Retourne l'objet et tourne une molette assez longtemps et sans rien
perdre de sa concentration. Pose l'objet face à lui et l'observe.
C'est une pendule avec un balancier rotatif. Elle s'est mise à
tourner dès qu'il l'a posée. Le
balancier éblouit la pièce à un rythme régulier. Il
regarde un temps. Tout le monde regarde la pendule et
plisse les yeux.
Puis il passe à autre chose, répare et fabrique tout un tas
d'automates qu'il pose autour de lui à mesure qu'ils sont prêts.
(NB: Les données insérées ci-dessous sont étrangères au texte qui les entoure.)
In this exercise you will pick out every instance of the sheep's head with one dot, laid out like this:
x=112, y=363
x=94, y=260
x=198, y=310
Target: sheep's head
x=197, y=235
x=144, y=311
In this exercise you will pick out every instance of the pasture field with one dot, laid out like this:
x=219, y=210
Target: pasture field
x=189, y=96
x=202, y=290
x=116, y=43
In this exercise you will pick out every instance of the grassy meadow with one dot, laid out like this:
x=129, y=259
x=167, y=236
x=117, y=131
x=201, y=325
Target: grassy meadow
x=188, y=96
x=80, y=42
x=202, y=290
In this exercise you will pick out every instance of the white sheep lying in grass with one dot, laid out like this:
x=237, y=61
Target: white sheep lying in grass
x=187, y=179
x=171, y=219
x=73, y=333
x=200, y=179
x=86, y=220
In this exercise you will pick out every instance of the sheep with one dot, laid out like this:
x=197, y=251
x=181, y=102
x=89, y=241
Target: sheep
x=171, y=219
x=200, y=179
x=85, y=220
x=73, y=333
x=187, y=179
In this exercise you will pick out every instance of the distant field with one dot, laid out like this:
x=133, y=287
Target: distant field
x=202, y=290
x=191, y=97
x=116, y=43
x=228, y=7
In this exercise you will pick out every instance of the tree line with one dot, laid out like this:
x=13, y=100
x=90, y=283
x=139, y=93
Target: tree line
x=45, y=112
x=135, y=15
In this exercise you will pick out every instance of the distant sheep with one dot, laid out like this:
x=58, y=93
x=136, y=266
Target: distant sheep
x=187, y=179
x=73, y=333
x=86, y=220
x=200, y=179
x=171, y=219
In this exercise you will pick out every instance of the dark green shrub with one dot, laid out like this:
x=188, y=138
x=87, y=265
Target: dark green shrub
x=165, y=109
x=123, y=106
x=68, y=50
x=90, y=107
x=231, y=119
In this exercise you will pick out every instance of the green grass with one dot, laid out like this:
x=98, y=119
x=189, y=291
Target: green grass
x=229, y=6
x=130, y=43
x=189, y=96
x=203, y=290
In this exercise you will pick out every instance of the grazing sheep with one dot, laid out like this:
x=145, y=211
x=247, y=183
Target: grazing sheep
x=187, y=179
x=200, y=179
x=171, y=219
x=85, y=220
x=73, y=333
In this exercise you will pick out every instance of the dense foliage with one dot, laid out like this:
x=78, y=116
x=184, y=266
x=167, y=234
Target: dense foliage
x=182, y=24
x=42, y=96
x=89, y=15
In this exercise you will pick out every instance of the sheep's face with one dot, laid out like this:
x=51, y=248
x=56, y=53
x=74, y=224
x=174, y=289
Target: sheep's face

De
ses mains naissent des oiseaux chanteurs, certains qui volettent
autour de lui, des fleurs qui se dandinent à la lumière, un joueur
d'échec, un chien qui aboie, un arpenteur, une danseuse en tutu qui
marche sur les pointes, un ours qui applaudit, quelques voitures
filant à vive allure, un cheval qui trotte, une famille de
lapins qui se déplacent en bondissant, et des arbres, des
arbres-jouets qui verdissent, fleurissent, font des fruits, perdent
leurs feuilles, et reverdissent, des lampes de poche, une boite à
musique. Le voilà entouré de tous ces jouets qui lui font un
univers vivant, nombreux, lumineux et rythmé.
Aventureux, un oiseau
mécanique vient se poser dans les cheveux de la fille.